2017年07月02日 | Jazz LP (70年代)
先週拾ったアルバムたち。 ギターものが相変わらず多いなあ。



Martin Taylor / Taylor Made  ( 英 Wave Records WAVE LP17 )


どう見ても渡辺香津美とドストエフスキーがセッションしている絵にしか見えないんだけれど、これはマーティン・テイラーのデビューアルバム。

マーティン・テイラーは若くしてスーパー・ギタリストの仲間入りを果たしたテクニシャンでその上手さは折り紙付きだが、すでにデビューの時点で
完成されていたんだということがわかる。 なめらか過ぎる運指、正確でまったく崩れないリズム感、濁りのないきれいな音、どれをとっても
完璧すぎる。過去のジャズ・ギター・マスターたちの流れには乗っておらず、むしろアル・ディ・メオラとかジョン・マクラフリンなんかの系統のほうが
近いと言っていい。当時の英国でピーター・インドやアイク・アイザックらが強力に後押しして驚異をもって迎えられた興奮が伝わって来る。

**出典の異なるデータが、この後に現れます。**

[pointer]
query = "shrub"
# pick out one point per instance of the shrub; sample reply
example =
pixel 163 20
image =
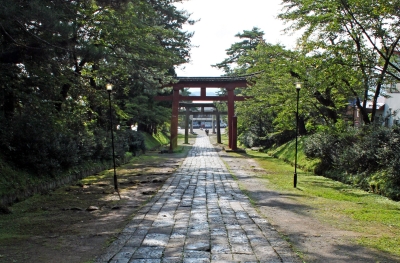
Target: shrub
pixel 368 157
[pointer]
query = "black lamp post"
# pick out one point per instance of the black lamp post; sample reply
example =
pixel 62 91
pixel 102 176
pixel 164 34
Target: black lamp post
pixel 109 89
pixel 298 87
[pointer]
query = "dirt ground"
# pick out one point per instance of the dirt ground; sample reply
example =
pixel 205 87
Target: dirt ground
pixel 74 224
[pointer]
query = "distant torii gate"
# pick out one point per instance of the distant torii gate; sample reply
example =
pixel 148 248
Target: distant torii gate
pixel 228 83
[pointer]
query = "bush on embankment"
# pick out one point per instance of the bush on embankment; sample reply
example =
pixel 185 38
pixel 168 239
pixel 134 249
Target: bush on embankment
pixel 368 157
pixel 18 183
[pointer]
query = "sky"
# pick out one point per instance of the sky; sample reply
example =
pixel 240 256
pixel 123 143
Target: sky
pixel 220 21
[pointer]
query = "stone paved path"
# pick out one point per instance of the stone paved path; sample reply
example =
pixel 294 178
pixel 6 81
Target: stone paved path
pixel 199 215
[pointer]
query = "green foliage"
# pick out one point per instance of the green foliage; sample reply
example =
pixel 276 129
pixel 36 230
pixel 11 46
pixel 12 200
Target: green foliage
pixel 55 60
pixel 374 217
pixel 239 50
pixel 353 47
pixel 368 157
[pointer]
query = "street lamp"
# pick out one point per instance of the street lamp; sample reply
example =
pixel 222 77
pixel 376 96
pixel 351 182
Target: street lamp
pixel 298 87
pixel 109 89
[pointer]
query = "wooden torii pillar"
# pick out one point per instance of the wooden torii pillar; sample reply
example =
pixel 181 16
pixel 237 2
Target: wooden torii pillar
pixel 229 83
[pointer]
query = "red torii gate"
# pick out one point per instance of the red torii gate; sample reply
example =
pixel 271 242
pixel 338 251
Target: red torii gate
pixel 228 83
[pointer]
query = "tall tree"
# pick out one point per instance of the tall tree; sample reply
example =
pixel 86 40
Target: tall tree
pixel 358 34
pixel 250 40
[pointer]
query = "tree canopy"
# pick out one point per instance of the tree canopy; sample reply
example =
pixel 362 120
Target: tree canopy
pixel 56 57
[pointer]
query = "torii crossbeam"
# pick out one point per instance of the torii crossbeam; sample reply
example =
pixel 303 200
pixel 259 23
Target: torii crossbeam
pixel 228 83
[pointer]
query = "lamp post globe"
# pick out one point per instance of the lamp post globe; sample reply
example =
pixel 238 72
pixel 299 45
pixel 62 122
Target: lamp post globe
pixel 298 87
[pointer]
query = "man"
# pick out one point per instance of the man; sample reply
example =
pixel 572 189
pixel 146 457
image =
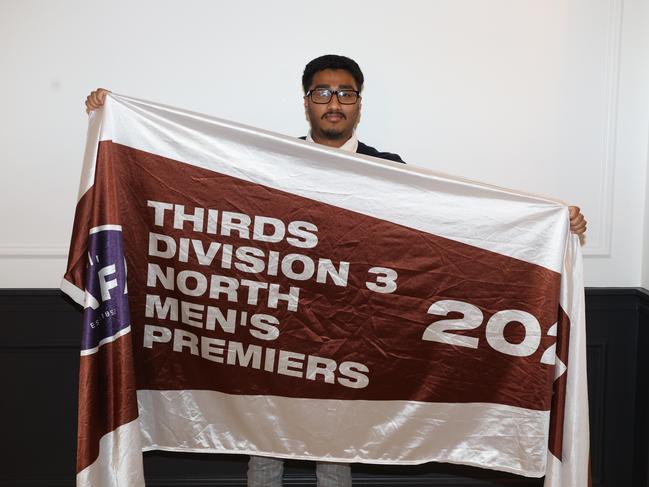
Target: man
pixel 332 102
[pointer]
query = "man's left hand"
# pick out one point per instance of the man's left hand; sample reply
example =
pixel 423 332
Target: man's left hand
pixel 577 220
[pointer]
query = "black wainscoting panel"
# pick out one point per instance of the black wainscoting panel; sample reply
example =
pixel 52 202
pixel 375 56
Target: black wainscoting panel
pixel 39 368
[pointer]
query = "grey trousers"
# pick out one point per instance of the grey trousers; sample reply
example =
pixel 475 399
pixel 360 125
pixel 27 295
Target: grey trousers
pixel 267 472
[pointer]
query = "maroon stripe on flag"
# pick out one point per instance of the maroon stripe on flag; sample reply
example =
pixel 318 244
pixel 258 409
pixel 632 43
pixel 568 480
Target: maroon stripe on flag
pixel 97 206
pixel 558 409
pixel 107 396
pixel 398 338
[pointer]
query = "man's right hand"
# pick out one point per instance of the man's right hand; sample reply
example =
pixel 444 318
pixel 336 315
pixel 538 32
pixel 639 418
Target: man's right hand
pixel 96 99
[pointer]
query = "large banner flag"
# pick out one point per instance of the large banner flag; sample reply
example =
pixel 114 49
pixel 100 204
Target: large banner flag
pixel 251 293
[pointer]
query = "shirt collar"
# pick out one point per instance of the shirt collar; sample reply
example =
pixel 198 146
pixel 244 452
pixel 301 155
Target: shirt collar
pixel 350 146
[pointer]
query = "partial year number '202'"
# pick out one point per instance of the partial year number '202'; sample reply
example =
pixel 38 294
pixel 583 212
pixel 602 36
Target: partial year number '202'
pixel 442 331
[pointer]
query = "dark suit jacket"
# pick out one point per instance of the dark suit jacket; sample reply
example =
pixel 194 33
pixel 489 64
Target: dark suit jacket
pixel 371 151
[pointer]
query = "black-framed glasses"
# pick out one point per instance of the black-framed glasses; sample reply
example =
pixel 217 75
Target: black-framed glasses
pixel 324 95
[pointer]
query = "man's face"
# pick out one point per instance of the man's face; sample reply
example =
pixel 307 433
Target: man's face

何となく自主レーベルのような雰囲気を醸し出すジャケットだが、これが驚きの高音質。 音圧高く、楽器の音もヴィヴィッドでクリアー。 
ピアノレスのスタジオ録音でスタンダード集という普通の入れ物に見えるが、中身は新しい時代のギター・ジャズになっていて、そのギャップが
面白い。ピーター・インドのベースもとても良くて、こんなにいいベースを弾く人だとは知らなかった。 

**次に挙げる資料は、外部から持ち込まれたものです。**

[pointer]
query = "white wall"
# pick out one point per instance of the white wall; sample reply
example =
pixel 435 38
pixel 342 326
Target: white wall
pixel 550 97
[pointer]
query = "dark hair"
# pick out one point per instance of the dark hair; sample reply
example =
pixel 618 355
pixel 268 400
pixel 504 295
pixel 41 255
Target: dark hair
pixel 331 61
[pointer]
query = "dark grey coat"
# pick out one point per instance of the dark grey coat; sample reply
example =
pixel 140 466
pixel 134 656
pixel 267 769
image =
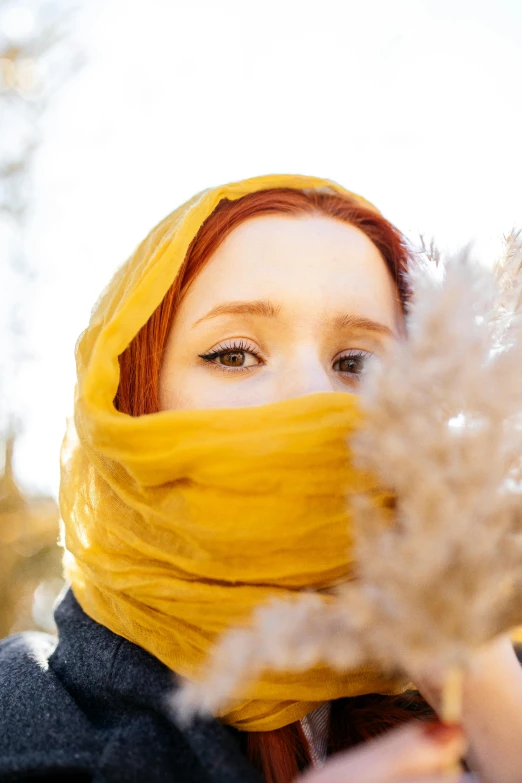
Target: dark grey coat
pixel 93 708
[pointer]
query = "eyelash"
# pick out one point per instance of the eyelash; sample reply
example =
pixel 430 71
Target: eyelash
pixel 234 348
pixel 241 346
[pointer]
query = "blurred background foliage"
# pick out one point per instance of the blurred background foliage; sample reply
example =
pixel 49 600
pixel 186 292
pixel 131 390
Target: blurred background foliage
pixel 37 56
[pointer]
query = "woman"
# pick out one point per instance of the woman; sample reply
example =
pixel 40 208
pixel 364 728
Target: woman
pixel 208 472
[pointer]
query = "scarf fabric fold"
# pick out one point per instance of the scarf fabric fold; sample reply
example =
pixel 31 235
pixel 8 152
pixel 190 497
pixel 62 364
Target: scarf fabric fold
pixel 179 523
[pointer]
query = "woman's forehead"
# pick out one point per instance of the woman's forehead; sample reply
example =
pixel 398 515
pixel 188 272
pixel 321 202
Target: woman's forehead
pixel 294 262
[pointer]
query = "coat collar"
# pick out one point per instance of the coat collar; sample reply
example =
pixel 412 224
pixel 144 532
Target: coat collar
pixel 108 676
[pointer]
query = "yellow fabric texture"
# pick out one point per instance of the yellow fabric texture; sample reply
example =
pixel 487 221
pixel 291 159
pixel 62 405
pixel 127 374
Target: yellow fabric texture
pixel 177 524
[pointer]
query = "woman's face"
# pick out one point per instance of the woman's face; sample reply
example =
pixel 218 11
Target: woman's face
pixel 286 306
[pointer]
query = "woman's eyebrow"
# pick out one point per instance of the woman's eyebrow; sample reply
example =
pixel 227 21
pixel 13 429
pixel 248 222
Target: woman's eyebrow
pixel 266 309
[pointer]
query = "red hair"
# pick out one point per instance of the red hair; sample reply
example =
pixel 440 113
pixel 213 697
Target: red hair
pixel 279 754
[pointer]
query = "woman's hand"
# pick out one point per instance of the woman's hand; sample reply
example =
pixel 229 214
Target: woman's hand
pixel 415 753
pixel 491 710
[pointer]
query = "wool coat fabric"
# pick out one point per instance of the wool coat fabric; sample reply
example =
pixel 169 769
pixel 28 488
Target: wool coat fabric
pixel 93 707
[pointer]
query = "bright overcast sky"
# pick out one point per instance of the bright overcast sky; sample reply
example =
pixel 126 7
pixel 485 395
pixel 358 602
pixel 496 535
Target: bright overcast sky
pixel 416 105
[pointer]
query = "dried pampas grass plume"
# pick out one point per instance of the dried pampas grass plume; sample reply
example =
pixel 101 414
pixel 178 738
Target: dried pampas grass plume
pixel 443 430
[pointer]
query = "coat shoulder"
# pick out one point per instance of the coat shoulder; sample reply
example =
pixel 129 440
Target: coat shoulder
pixel 41 726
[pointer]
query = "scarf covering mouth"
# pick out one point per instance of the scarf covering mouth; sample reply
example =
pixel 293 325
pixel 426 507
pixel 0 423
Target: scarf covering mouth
pixel 178 524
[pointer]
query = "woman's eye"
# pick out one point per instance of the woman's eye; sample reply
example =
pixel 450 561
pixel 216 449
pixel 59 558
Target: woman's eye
pixel 238 356
pixel 352 363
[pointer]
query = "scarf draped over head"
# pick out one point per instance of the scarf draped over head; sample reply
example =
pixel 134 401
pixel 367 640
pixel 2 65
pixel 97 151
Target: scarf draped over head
pixel 178 524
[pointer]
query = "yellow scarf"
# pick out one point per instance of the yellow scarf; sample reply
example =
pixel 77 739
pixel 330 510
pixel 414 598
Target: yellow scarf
pixel 179 523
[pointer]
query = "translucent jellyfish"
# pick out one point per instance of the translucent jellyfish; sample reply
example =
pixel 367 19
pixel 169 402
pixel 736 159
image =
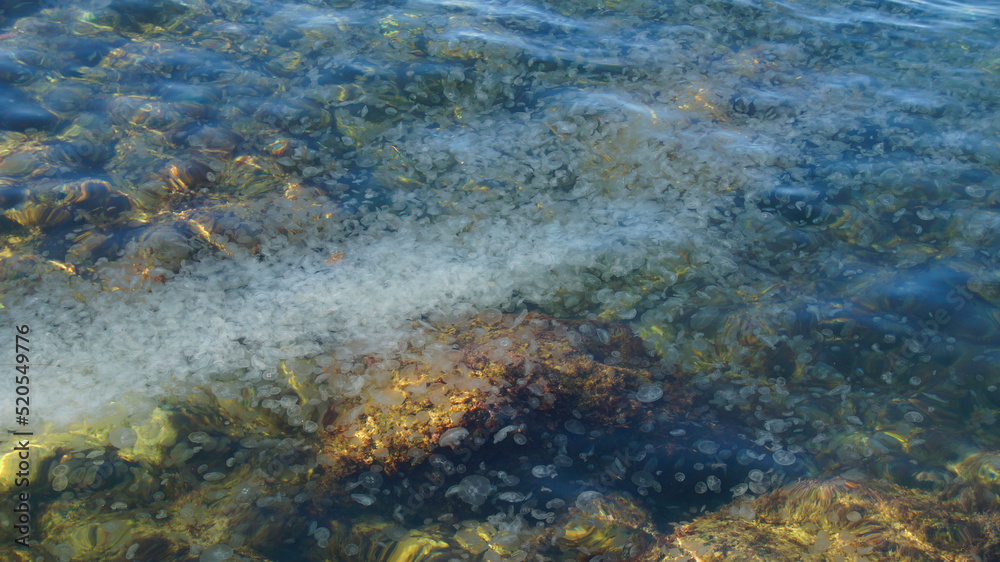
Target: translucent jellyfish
pixel 649 393
pixel 473 490
pixel 575 427
pixel 784 458
pixel 544 471
pixel 706 446
pixel 587 501
pixel 642 479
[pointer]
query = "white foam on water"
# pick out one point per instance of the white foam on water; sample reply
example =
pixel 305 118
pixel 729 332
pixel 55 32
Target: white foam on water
pixel 224 316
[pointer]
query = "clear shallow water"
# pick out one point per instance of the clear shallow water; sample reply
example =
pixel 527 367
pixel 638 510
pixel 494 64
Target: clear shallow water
pixel 796 190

Jimmy Raney / Wistaria  ( 蘭 Criss Cross Jazz Criss 1019 )


トミー・フラナガン、ジョージ・ムラーツをバックにしたギター・トリオで、平均年齢が高いにもかかわらず驚くほどみずみずしい演奏だ。
マーティン・テイラーの後に聴くと、よりそれが実感される。 上手ければそれでいい、ということではないのだ。 

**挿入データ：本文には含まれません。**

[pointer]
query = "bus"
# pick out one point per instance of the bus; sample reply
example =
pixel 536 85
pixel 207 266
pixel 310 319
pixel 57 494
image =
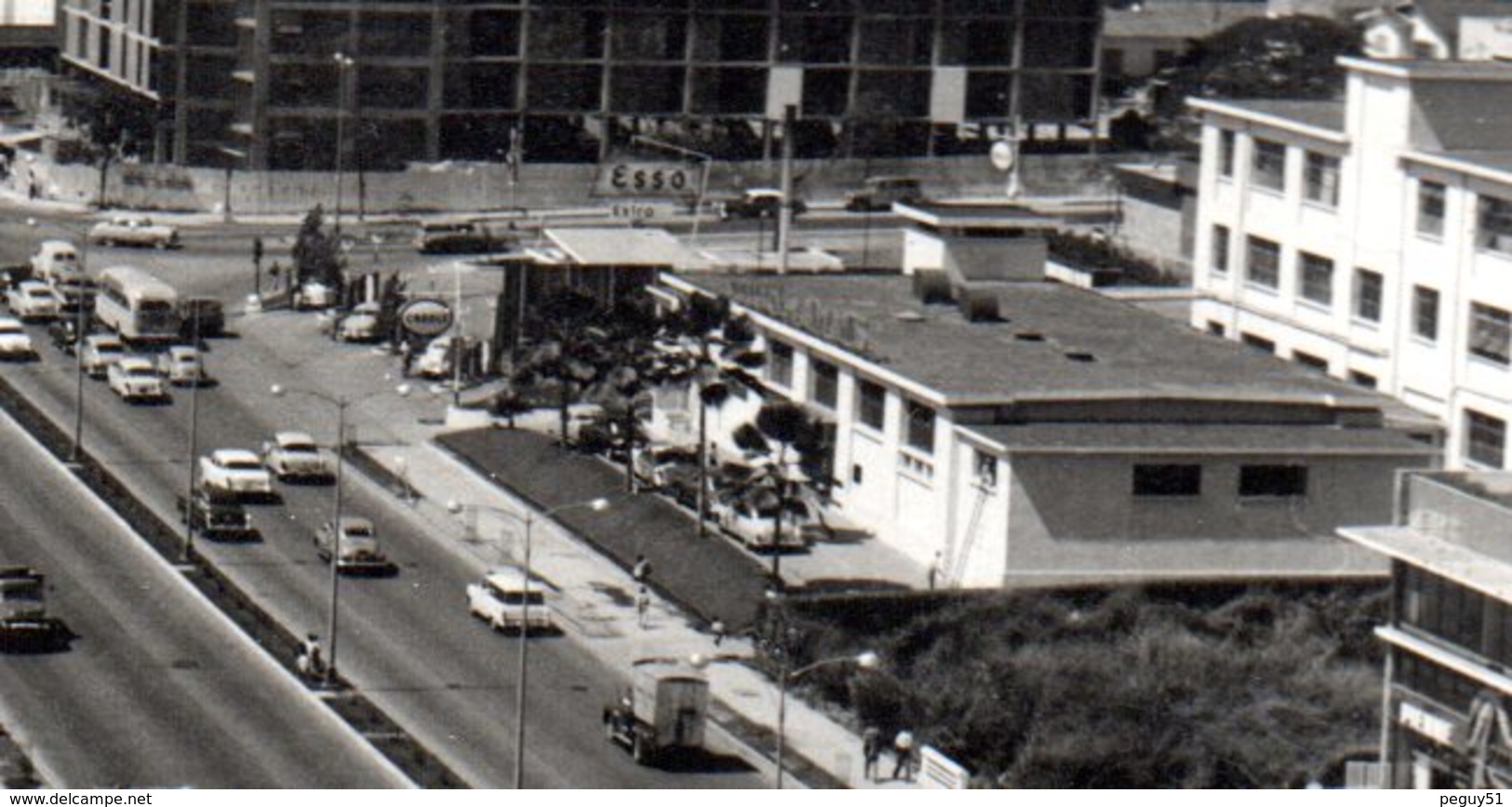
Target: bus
pixel 137 305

ドラムスがいないにもかかわらず3人のリズムは乱れることはなく、一体感を保ちながら音楽が最後まで進んでいくところがすごい。 
そういう至芸の極みがクリス・クロスの高品質な音で再生される。 このあたりのレコードは今は安レコとして流通しているけれど、いずれは再評価
されてその価値が見直されるような気がしてならない。 買うなら今のうちだろうな。